Change to new graphic test strategy (BugFix) #586

hanhsuan · 2023-06-28T05:48:18Z

Description

Change the GPU test to prime/revert prime strategy to make test jobs to meet real usage, and remove redundant jobs.

Resolved issues

Tracking in this Jira card
Github issue #491

Submissions

I + I

I + A

auto
graphic

A + N (This DUT will make nvidia driver error while suspend/resume)

auto
graphic

A only

auto
graphic

pieqq

Thank you for this big update! You've led a great work, first with some researches and documentation on the prime and reverse prime process, then with this implementation!

I made some suggestions inline, please check them and let me know if you have any question.

I've seen that you've created new test plans (for instance graphics-gpu-cert-automated), but it's not immediately clear why this is so. My understanding is that they are only to be used with 22.04+ test plans, in order to keep backward compatibility with previous OSes and jobs? It would be good to have some kind of explanation somewhere (I like to put this kind of info in the git commit message, because there is a higher change to find this info back when doing code archeology later on).

providers/base/bin/prime_offload_tester.py

providers/base/units/graphics/jobs.pxu

providers/base/bin/prime_offload_tester.py

hanhsuan · 2023-06-30T01:13:15Z

@pieqq I've fixed the code and description as your suggestion. If there is something I missed, please let me know.

diohe0311

Hi @hanhsuan, thanks for well explanation!
I'll run test on DUTs based on our discussion.

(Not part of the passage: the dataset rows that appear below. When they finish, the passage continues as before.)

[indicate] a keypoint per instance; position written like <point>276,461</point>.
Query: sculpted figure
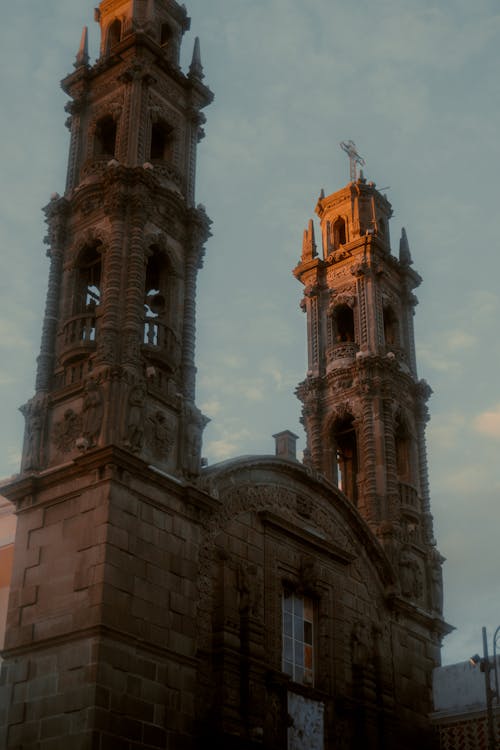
<point>34,424</point>
<point>92,413</point>
<point>436,582</point>
<point>194,424</point>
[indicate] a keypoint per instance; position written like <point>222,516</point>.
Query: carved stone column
<point>56,213</point>
<point>110,324</point>
<point>134,303</point>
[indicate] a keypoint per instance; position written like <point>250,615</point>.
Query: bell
<point>156,303</point>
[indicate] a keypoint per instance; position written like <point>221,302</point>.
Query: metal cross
<point>354,158</point>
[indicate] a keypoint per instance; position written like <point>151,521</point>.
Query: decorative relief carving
<point>160,434</point>
<point>194,424</point>
<point>66,431</point>
<point>436,581</point>
<point>92,413</point>
<point>411,577</point>
<point>134,432</point>
<point>255,498</point>
<point>34,413</point>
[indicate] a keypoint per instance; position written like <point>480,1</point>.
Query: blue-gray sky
<point>416,85</point>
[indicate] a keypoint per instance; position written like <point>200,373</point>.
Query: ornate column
<point>199,224</point>
<point>110,322</point>
<point>56,213</point>
<point>134,301</point>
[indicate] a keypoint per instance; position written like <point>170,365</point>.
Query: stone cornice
<point>23,490</point>
<point>98,632</point>
<point>421,617</point>
<point>227,472</point>
<point>304,536</point>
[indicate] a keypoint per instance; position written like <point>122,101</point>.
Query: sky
<point>416,85</point>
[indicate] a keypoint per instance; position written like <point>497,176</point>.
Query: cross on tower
<point>354,158</point>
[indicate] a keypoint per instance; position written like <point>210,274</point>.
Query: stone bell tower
<point>102,605</point>
<point>364,409</point>
<point>126,241</point>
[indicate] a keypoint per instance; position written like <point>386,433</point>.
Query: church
<point>263,602</point>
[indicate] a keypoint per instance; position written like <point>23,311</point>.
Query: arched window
<point>339,233</point>
<point>161,142</point>
<point>159,291</point>
<point>345,459</point>
<point>88,294</point>
<point>343,319</point>
<point>105,137</point>
<point>391,327</point>
<point>165,34</point>
<point>114,34</point>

providers/base/bin/prime_offload_tester.py

diohe0311 · 2023-10-26T17:47:28Z

I couldn't find the test job below when running graphics-gpu-cert-automated, also failed to run it directly, am I missing something? could you please provide your test steps?

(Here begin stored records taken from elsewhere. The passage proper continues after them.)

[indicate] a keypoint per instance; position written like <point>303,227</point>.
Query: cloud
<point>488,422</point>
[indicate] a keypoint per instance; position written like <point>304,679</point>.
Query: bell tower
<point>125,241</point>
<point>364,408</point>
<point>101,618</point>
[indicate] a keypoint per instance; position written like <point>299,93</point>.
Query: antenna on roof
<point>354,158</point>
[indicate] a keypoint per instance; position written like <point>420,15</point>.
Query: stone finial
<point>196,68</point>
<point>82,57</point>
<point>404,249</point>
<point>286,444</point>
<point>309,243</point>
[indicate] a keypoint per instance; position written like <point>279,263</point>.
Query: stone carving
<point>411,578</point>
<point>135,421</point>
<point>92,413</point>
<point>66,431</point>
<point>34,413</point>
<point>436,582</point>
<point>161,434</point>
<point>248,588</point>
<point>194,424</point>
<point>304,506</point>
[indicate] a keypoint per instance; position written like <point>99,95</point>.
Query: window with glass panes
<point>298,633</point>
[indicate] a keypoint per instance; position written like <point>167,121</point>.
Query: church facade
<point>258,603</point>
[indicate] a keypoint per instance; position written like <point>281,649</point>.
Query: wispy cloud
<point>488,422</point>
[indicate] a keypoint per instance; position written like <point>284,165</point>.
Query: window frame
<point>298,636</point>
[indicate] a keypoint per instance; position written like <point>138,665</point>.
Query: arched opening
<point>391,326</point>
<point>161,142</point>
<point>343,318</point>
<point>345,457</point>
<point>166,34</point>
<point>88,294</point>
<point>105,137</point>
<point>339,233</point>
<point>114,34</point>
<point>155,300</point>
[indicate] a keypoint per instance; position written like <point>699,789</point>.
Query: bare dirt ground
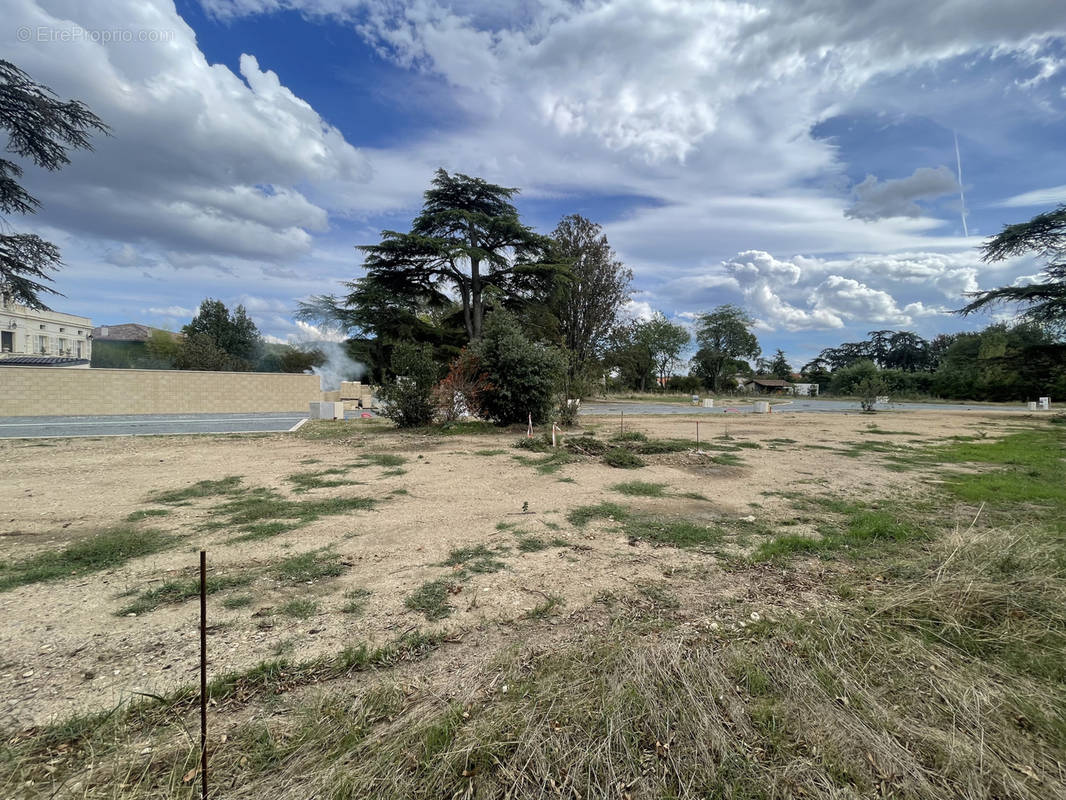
<point>64,648</point>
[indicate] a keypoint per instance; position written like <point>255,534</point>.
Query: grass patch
<point>355,602</point>
<point>263,505</point>
<point>694,496</point>
<point>173,592</point>
<point>300,608</point>
<point>237,601</point>
<point>727,459</point>
<point>200,489</point>
<point>584,514</point>
<point>263,530</point>
<point>475,560</point>
<point>384,459</point>
<point>549,464</point>
<point>103,550</point>
<point>545,609</point>
<point>669,531</point>
<point>641,489</point>
<point>859,530</point>
<point>309,566</point>
<point>658,446</point>
<point>532,544</point>
<point>146,513</point>
<point>431,600</point>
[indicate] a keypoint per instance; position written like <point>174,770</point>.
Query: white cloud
<point>705,107</point>
<point>173,312</point>
<point>1050,196</point>
<point>199,161</point>
<point>875,200</point>
<point>850,299</point>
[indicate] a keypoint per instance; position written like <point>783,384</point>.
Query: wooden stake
<point>204,674</point>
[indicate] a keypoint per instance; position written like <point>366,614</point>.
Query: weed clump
<point>431,600</point>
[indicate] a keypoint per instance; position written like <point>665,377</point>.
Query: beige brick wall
<point>45,390</point>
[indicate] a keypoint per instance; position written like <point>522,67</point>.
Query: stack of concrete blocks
<point>356,395</point>
<point>327,411</point>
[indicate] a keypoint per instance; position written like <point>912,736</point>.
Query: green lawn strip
<point>640,489</point>
<point>173,592</point>
<point>200,489</point>
<point>320,479</point>
<point>146,513</point>
<point>107,549</point>
<point>264,506</point>
<point>236,688</point>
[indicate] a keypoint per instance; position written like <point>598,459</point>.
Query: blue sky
<point>794,158</point>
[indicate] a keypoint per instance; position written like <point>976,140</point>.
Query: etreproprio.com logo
<point>96,35</point>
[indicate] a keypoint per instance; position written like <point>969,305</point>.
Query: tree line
<point>471,309</point>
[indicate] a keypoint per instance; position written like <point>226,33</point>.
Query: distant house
<point>124,346</point>
<point>768,386</point>
<point>34,338</point>
<point>125,332</point>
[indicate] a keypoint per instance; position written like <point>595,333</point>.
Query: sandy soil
<point>63,649</point>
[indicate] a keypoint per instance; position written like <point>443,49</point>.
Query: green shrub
<point>623,459</point>
<point>522,373</point>
<point>407,399</point>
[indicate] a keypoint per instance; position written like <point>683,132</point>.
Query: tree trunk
<point>475,299</point>
<point>467,317</point>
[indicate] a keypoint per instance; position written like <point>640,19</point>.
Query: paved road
<point>146,425</point>
<point>742,406</point>
<point>161,425</point>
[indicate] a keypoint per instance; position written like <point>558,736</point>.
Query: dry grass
<point>914,650</point>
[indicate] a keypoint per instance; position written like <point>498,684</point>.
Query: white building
<point>33,338</point>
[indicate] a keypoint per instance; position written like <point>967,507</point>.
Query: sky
<point>794,157</point>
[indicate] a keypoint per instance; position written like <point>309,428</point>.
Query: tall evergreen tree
<point>1045,302</point>
<point>468,238</point>
<point>43,129</point>
<point>596,288</point>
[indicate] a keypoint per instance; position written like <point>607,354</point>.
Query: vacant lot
<point>838,606</point>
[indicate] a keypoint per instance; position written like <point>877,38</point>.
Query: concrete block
<point>327,411</point>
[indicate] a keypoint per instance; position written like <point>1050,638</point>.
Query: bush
<point>846,380</point>
<point>623,459</point>
<point>567,412</point>
<point>684,384</point>
<point>459,394</point>
<point>522,373</point>
<point>407,399</point>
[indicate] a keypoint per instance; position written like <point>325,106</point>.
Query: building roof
<point>124,332</point>
<point>41,361</point>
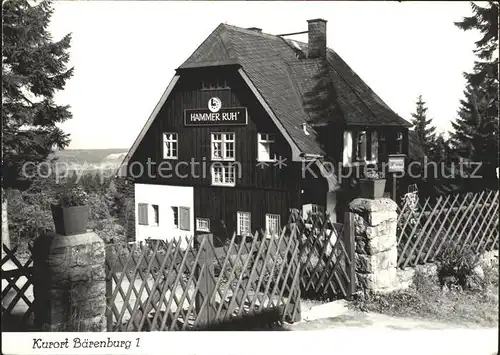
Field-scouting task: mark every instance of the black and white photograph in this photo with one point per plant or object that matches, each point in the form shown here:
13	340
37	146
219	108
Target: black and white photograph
174	170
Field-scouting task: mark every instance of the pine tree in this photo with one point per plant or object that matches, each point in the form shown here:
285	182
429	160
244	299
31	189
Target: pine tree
475	135
423	127
34	69
484	20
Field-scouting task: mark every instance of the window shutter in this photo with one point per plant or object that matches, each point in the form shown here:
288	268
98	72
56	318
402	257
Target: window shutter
374	144
348	147
143	214
184	218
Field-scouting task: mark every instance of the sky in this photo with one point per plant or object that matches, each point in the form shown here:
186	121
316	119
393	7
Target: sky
125	53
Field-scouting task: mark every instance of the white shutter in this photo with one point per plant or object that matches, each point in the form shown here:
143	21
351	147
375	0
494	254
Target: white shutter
374	146
347	158
184	215
142	214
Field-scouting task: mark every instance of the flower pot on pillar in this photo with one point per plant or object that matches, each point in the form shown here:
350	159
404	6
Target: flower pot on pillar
372	189
70	220
373	185
71	213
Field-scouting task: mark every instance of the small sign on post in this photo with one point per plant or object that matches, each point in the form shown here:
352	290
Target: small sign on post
396	164
215	115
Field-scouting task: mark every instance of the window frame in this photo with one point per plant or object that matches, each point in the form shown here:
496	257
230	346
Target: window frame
399	142
199	219
223	146
215	84
268	217
226	168
360	146
238	226
269	140
175	210
175	141
155	216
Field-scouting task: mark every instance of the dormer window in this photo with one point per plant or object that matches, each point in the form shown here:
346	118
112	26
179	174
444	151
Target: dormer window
360	146
223	146
399	142
214	84
170	145
264	143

graphics/1_glxgears_auto_.*
graphics/2_glxgears_auto_.*

steps to reproduce:

sideload base provider in Vision-PV-SKU16_202203-30095, IOKE-PV-SKU6_202304-31461
run sudo lshw -C display (check gpu combination)
run checkbox-cli
select graphics-gpu-cert-automated
can't find the jobs under Graphics tests
- graphics/1_driver_version_PCI_ID_0x4688
- graphics/1_gl_support_PCI_ID_0x4688
- graphics/1_minimum_resolution_PCI_ID_0x4688
- graphics/VESA_drivers_not_in_use
run checkbox-cli run com.canonical.certification::graphics/glxgears, and get Error: couldn't open display (null)
run ./prime_offload_tester.py -c glxgears -p 0000:01:00.0 -d nvidia -t 30, and get Error: couldn't open display (null)

Test steps is fine, just can't be run via ssh, because DUT will try to ask host run graphic test and failed due to no permission(and even if use ssh -x to allow it, it will use the GPU in host, so still nono)

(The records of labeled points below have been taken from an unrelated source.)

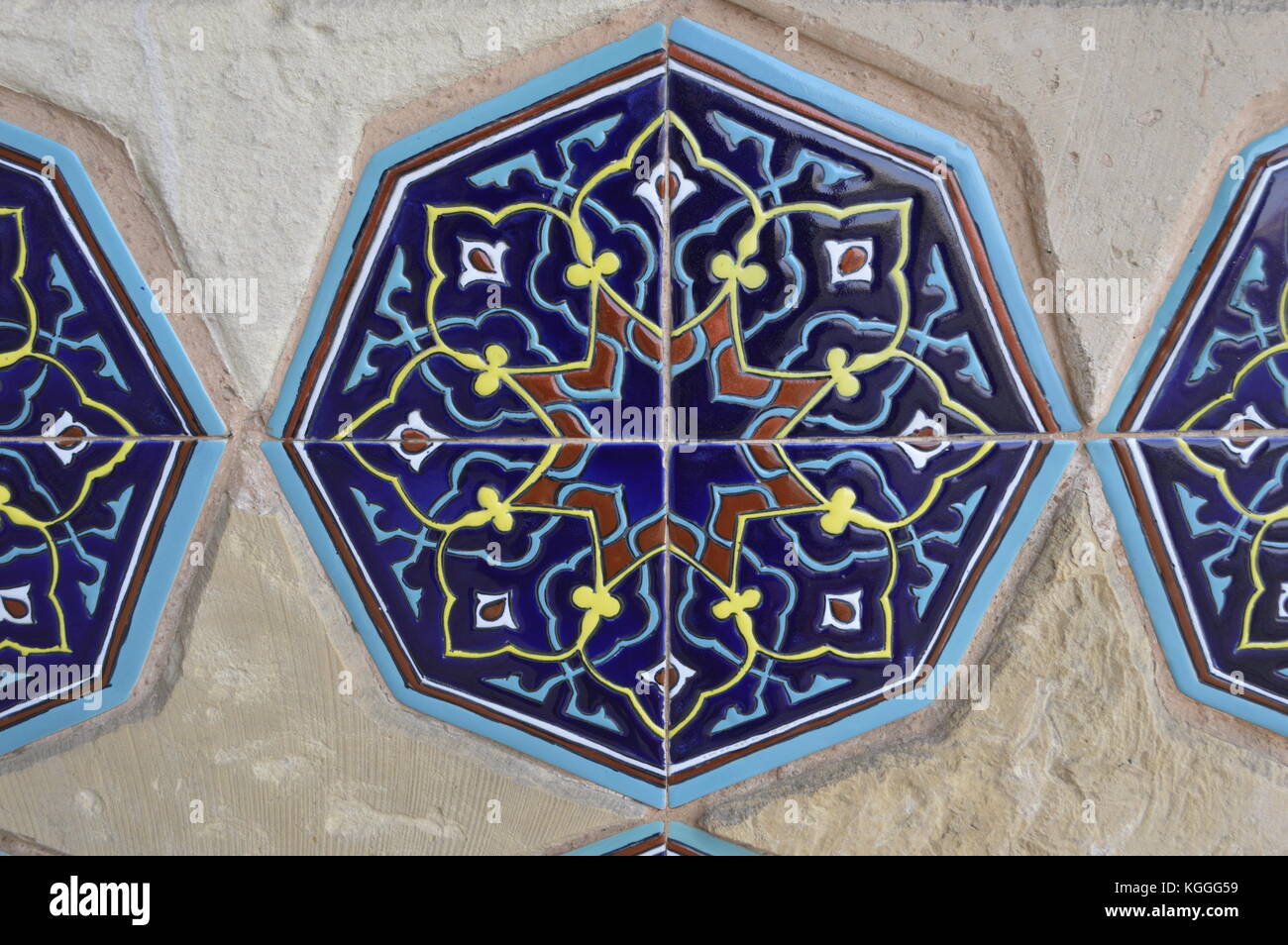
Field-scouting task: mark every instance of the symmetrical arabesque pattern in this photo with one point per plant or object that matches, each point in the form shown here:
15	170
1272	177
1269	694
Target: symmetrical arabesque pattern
802	300
94	515
662	840
1205	512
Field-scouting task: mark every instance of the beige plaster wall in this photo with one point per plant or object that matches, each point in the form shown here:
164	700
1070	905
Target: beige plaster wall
237	159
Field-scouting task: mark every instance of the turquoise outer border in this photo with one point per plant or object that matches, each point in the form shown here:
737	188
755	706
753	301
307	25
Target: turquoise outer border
127	269
449	712
704	842
1150	582
794	82
601	847
767	759
690	836
648	40
1184	278
170	554
845	104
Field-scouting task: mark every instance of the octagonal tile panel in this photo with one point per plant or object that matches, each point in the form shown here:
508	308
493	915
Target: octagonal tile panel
822	381
1199	498
94	512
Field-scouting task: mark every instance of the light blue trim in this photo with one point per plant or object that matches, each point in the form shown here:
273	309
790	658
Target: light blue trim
900	128
617	841
704	842
449	712
1160	613
648	40
68	166
170	554
807	743
1225	198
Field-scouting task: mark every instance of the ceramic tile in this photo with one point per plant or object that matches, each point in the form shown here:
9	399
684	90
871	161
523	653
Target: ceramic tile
91	533
94	518
503	282
519	582
662	840
1201	514
81	345
825	279
1210	525
811	583
1218	353
484	255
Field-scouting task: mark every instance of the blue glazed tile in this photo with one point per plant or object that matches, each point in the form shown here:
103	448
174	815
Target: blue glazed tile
662	840
522	583
505	282
1215	357
81	345
91	533
828	279
94	516
811	583
439	370
1199	507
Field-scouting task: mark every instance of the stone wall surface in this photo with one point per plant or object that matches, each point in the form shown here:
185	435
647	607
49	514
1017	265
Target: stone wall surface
1103	163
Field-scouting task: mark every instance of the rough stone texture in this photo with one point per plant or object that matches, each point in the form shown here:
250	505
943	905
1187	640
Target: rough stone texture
239	158
258	731
1074	753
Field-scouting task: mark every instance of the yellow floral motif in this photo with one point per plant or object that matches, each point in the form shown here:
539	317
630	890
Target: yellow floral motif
11	507
738	274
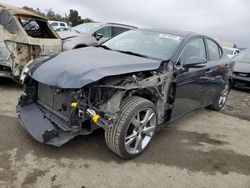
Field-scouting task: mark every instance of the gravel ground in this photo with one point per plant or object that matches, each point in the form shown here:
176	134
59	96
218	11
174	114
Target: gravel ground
205	149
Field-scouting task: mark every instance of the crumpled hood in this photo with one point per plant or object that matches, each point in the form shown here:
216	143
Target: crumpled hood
77	68
241	67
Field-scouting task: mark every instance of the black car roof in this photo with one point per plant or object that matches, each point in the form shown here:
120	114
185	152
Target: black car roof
169	31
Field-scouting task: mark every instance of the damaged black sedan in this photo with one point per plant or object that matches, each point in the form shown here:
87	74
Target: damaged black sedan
131	86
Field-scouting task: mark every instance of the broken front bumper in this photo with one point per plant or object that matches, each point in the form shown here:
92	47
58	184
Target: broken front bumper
41	128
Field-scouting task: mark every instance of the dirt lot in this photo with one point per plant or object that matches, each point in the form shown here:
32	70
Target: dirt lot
206	149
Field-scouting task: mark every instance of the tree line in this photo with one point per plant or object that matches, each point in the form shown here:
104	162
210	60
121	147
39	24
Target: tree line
73	18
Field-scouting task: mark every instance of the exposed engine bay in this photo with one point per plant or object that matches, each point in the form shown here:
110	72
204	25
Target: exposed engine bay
98	104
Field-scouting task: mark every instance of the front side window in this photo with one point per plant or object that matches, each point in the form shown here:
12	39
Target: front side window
118	30
146	43
214	51
8	22
54	24
85	28
196	48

diohe0311 · 2023-10-27T08:59:39Z

Hey @hanhsuan, as discussed, we ran ODM Client Certification for Desktop 22.04 - (1/2) Manual tests and found automated test jobs under it, could you please check on that?

codecov · 2023-10-30T03:47:59Z

Codecov Report

Attention: Patch coverage is 96.66667% with 4 lines in your changes are missing coverage. Please review.

Project coverage is 39.00%. Comparing base (c3c3f45) to head (2cf82cb).
Report is 180 commits behind head on main.

Files	Patch %	Lines
providers/base/bin/prime_offload_tester.py	97.43%	2 Missing and 1 partial ⚠️
providers/resource/bin/graphics_card_resource.py	66.66%	0 Missing and 1 partial ⚠️

Additional details and impacted files

@@            Coverage Diff             @@
##             main     #586      +/-   ##
==========================================
+ Coverage   34.83%   39.00%   +4.16%     
==========================================
  Files         302      307       +5     
  Lines       34165    35240    +1075     
  Branches     5909     6058     +149     
==========================================
+ Hits        11903    13744    +1841     
+ Misses      21697    20890     -807     
- Partials      565      606      +41

Flag	Coverage Δ
provider-base	`14.52% <97.43%> (+11.39%)`	⬆️
provider-resource	`22.85% <66.66%> (+10.84%)`	⬆️

Flags with carried forward coverage won't be shown. Click here to find out more.

☔ View full report in Codecov by Sentry.
📢 Have feedback on the report? Share it here.

hanhsuan · 2023-10-30T05:29:09Z

Hey @hanhsuan, as discussed, we ran ODM Client Certification for Desktop 22.04 - (1/2) Manual tests and found automated test jobs under it, could you please check on that?

@diohe0311 Thanks for you help to noticed me some issues in my PR, I have modified to make ODM Client Certification for Desktop 22.04 - (1/2) Manual tests include correct test-plan.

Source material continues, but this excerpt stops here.